Госпожа Родригес припомнила скандал, разразившийся восемь лет назад, когда Генрих покинул родительский дом и отправился завоёвывать Голливуд. Ему ведь тогда было не больше, чем Альберту сейчас.





Ну, завоёвывать – это, конечно, громко сказано. Для него ведь все двери и так открыты. Отец – миллиардер, да и сам Генрих природой не обижен. B общем, карьера росла, как на дрожжах…

Даже его отец, считавший профессию киноактёра не самой подходящей, и тот сдался после нескольких кассовых картин сына.

«Если Генрих хочет зарабатывать деньги именно таким способом, то я не против, – смилостивился он. – Самостоятельный честный бизнес».

C тех пор дела y отца c сыном пошли на лад, и Генрих все чаще прилетал в родное гнездышко, чтобы укрыться здесь от журналистов и назойливых поклонниц.

Отец зорко наблюдал за сыном издалека и горячо приветствовал его приезды в родные пенаты. C тщательностью коллекционера он отбирал мммсреди поклонниц сына ценные экземпляры, которых собралось уже немалое количество.

Одна беда – было очень трудно влиять на Генриха. И если он уже охладел к выбранной Коненсом-старшим 'кандидатуре', то заставить сына вернуться к покинутой девушке, не смог бы и сам Господь Бог.

«Ну чем Иоланда Бергская–младшая тебе не невеста?! Ты же ухлёстывал за ней на прошлой вечеринке… И она от тебя без ума!» – сокрушался отец, но Генрих не слушал его. Достигнув одной цели, он всей душой устремлялся в будущее, к новым горизонтам. Его страстная натура требовала новых завоеваний.

Отец вздохнул: «Вот и сейчас стоило этой крошке Синди чуть ближе, чем другие пробиться к нему, он тут же отшатнулся от неё, как от чумной».

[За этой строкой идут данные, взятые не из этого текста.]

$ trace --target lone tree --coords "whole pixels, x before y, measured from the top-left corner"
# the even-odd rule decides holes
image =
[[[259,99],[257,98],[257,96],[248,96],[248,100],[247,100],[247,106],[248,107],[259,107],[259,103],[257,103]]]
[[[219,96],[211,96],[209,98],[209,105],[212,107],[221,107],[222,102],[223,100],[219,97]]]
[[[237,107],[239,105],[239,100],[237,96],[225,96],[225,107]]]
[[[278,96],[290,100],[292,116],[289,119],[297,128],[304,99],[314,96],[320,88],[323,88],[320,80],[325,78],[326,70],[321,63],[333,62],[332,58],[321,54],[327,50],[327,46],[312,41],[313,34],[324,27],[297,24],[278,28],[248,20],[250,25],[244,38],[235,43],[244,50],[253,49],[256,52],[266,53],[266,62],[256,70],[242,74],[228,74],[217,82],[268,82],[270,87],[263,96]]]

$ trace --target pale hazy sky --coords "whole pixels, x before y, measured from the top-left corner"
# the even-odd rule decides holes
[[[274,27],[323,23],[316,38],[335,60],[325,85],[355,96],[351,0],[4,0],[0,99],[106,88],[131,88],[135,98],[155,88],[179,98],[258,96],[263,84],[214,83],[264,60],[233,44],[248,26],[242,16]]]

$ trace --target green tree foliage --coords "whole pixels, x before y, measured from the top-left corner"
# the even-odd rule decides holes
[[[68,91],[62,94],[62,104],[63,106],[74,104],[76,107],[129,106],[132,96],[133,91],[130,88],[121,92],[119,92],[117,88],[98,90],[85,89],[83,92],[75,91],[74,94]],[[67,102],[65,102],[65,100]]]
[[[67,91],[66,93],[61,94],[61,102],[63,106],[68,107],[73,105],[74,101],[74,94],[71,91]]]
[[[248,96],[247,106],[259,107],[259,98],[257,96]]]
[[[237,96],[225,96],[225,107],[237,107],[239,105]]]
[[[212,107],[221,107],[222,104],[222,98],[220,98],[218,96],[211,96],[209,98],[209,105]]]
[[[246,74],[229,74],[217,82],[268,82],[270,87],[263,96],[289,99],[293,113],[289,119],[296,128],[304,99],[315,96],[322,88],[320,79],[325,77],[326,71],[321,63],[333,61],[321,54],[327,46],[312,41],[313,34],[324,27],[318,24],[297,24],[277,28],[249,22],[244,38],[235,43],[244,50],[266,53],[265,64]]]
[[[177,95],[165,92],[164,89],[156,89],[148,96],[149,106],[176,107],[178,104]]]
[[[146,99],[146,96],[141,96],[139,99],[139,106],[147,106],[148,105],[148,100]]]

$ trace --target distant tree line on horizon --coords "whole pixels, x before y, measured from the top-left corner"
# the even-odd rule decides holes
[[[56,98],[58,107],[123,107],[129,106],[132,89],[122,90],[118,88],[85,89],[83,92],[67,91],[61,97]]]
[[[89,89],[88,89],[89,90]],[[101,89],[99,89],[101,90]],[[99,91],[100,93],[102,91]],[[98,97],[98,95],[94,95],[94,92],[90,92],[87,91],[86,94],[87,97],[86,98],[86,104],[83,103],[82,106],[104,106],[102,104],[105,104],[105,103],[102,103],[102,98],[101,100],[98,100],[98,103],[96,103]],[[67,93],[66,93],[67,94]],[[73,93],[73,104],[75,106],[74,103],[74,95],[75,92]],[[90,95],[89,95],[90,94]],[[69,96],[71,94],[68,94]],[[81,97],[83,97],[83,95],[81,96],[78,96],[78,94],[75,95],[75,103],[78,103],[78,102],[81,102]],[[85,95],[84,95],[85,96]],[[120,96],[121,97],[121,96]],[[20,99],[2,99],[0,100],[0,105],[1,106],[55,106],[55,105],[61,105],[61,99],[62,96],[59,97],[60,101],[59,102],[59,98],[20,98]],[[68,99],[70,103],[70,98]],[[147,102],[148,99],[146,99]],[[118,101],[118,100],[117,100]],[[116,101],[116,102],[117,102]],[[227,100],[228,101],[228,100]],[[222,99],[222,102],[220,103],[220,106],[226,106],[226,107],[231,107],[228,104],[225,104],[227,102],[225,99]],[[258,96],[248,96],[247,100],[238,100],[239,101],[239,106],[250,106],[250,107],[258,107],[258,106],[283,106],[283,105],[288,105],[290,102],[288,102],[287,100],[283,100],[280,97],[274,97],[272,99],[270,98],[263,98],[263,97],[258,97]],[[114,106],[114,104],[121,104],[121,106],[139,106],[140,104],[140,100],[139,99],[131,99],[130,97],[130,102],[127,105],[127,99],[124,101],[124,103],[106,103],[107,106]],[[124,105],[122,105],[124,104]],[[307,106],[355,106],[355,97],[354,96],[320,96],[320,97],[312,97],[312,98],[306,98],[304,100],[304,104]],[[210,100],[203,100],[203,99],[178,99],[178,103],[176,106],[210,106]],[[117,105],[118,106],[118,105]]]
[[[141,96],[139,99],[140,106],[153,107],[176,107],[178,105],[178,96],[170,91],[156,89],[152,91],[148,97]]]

Коненс-старший посмотрел на хозяйку дома, сидевшую рядом c ним. «Красивая была вы невестка, – снова вздохнул он. – И за дело берётся со знанием. Дом отгрохала солидный, не иначе, как в расчёте на будущего хозяина этого замка – моего Генриха. Что ж, если Синди удастся укротить его, то я не буду против. Посмотрим, что будет… А пока что мне приходится тут сидеть и отдуваться за сына, y которого вдруг заболел зуб. Ох, Генрих! Зато какой лакомый кусочек он упустил! Вон та блондиночка Сильва – залётная птичка – второй раз уже не прилетит…»

Коненс-старший удовлетворённо крякнул, представив, как его Генрих кусал бы локти, если бы знал, кого он упустил.

Старик находил особое удовлетворение, отбирая невесту для сына: подолгу обдумывал каждую кандидатуру, представлял будущую невестку и дома, и в гостях, и в постели… Нередко столь тщательные раздумья o будущем сына доводили его до эрекции.

«Только для сына и живу», – оправдывал себя Коненс-старший, вновь погружаясь в сладкие грёзы.

Синди прекрасно справлялась c ролью хозяйки вечера. Девушка была одинаково приветлива со всеми, чуть больше, пожалуй, со стариком Коненсом, которого тут же усадила возле себя. Гости понимающе переглянулись, пытаясь обнаружить на лице хозяйки разочарование, a может, даже и следы слёз по поводу отсутствия Генриха, ради которого, по их мнению, и затевалась вся эта суматоха.

Но Синди не оправдала их ожиданий. Наоборот, девушка была воодушевлена и находилась в приподнятом настроении.

Госпожа Родригес вгляделась в лицо красавицы ещё пристальнее, пытаясь догадаться, в чём тут дело, и от её феноменальных способностей вникать в суть отношений между людьми не укрылся факт, что Синди довольно часто бросала взгляды в сторону другого своего соседа – графа Орлоффа, которого она также усадила возле себя.